Problem with validates uniqueness and accented characters

I have a table 'client' with a unique index on column 'nome' I have also set validates :uniqueness => true on column 'nome'

There is a record 'João Victor Santos' on my clients table. When I try to insert another 'João Victor Santos' Rails executes the following command to check if a record with this name already exists:

SELECT `clients`.`id` FROM `clients` WHERE (`clients`.`nome` = BINARY 'João Victor Santos') LIMIT 1

Unfortunately this query returns 0 rows and validation passes and I receive this stack trace

Mysql::Error: Duplicate entry 'João Victor Santos' for key 2

If I execute this query in phpMyAdmin it correctly returns 1 result

SELECT `clients`.`id` FROM `clients` WHERE (`clients`.`nome` = 'João Victor Santos') LIMIT 1

I'm using Rails 3.0.3, Ruby 1.8.7 and the mysql gem. I can't switch to mysql2 gem because I'm running on Windows and this application will also run on Windows in production

Has anyone faced this problem?

Victor Cisneiros wrote in post #969792:

I have a table 'client' with a unique index on column 'nome' I have also set validates :uniqueness => true on column 'nome'

There is a record 'João Victor Santos' on my clients table. When I try to insert another 'João Victor Santos' Rails executes the following command to check if a record with this name already exists:

SELECT `clients`.`id` FROM `clients` WHERE (`clients`.`nome` = BINARY 'João Victor Santos') LIMIT 1

Unfortunately this query returns 0 rows and validation passes and I receive this stack trace

Mysql::Error: Duplicate entry 'João Victor Santos' for key 2

If I execute this query in phpMyAdmin it correctly returns 1 result

SELECT `clients`.`id` FROM `clients` WHERE (`clients`.`nome` = 'João Victor Santos') LIMIT 1

Perhaps you've got an encoding issue.

I'm using Rails 3.0.3, Ruby 1.8.7 and the mysql gem. I can't switch to mysql2 gem because I'm running on Windows and this application will also run on Windows in production

You should absolutely not be running Rails applications on Windows in production. Find a way to host the app on *nix if at all possible.

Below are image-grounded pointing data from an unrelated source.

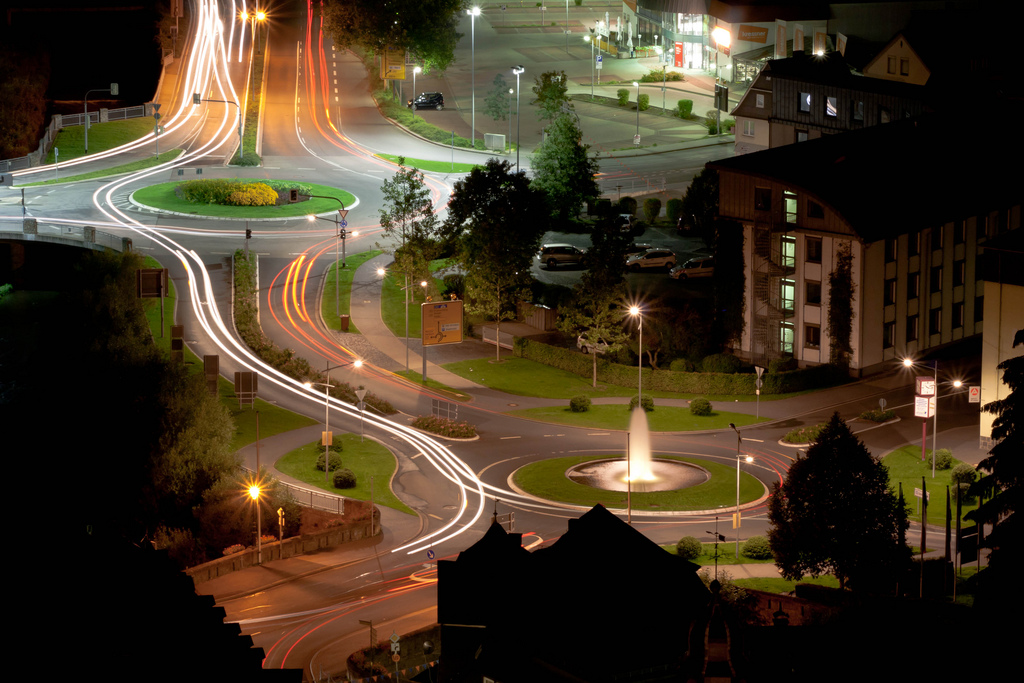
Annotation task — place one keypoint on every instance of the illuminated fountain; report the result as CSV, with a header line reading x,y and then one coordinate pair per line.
x,y
639,472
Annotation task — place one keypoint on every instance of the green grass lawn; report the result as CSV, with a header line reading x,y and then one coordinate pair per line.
x,y
102,136
131,167
433,166
366,459
906,467
547,479
342,293
162,197
662,419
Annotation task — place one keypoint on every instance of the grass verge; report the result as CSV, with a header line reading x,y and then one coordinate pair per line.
x,y
162,197
340,290
366,459
131,167
662,419
547,479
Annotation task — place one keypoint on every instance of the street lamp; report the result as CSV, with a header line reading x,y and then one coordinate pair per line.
x,y
517,70
473,13
636,312
749,459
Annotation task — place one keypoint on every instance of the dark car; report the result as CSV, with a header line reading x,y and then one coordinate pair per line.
x,y
428,100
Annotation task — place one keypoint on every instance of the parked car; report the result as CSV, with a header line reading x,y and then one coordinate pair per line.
x,y
652,258
600,347
554,255
695,267
428,100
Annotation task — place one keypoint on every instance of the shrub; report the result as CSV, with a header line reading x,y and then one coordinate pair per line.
x,y
580,403
943,459
628,205
700,408
878,415
757,548
651,209
344,478
689,548
648,403
721,363
804,434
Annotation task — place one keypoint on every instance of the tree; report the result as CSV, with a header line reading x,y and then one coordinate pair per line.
x,y
425,28
496,219
563,168
1003,485
552,94
497,101
841,290
408,218
835,513
700,204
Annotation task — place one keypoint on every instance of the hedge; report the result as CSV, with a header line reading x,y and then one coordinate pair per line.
x,y
681,382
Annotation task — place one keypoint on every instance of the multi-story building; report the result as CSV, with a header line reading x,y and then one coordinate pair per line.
x,y
913,200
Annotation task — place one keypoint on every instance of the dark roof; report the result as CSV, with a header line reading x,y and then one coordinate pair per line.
x,y
897,177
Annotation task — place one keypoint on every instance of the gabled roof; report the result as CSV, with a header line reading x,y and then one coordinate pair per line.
x,y
897,177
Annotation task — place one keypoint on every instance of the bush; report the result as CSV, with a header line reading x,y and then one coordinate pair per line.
x,y
344,478
878,415
651,209
721,363
700,408
757,548
628,205
943,459
580,403
689,548
648,403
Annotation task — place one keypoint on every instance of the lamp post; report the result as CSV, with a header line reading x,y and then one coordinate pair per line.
x,y
517,70
473,13
254,492
749,459
636,312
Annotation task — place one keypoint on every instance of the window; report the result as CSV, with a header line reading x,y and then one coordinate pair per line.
x,y
813,250
957,315
890,292
812,336
935,321
813,293
762,199
913,286
960,272
790,200
913,244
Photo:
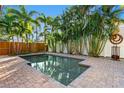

Has anyone faced this problem?

Best,

I tried running on my linux VPS with Ruby 1.9.2 and the mysql2 gem and the problem still persists

The funny thing is that I have a view where you can filter all the clients and if I make it filter this particular client by running this query

SELECT `clients`.* FROM `clients` WHERE (nome LIKE '%João Victor Santos%') ORDER BY nome ASC LIMIT 30 OFFSET 0

It correctly returns 1 row

I'm starting to think the problem is with the BINARY in the validates uniqueness query, anyone knows a way to monkey-patch it to remove the BINARY keyword?

Please quote when replying.

Victor Cisneiros wrote in post #969879:

I tried running on my linux VPS with Ruby 1.9.2 and the mysql2 gem and the problem still persists

The funny thing is that I have a view where you can filter all the clients and if I make it filter this particular client by running this query

SELECT `clients`.* FROM `clients` WHERE (nome LIKE '%João Victor Santos%') ORDER BY nome ASC LIMIT 30 OFFSET 0

It correctly returns 1 row

I'm starting to think the problem is with the BINARY in the validates uniqueness query, anyone knows a way to monkey-patch it to remove the BINARY keyword?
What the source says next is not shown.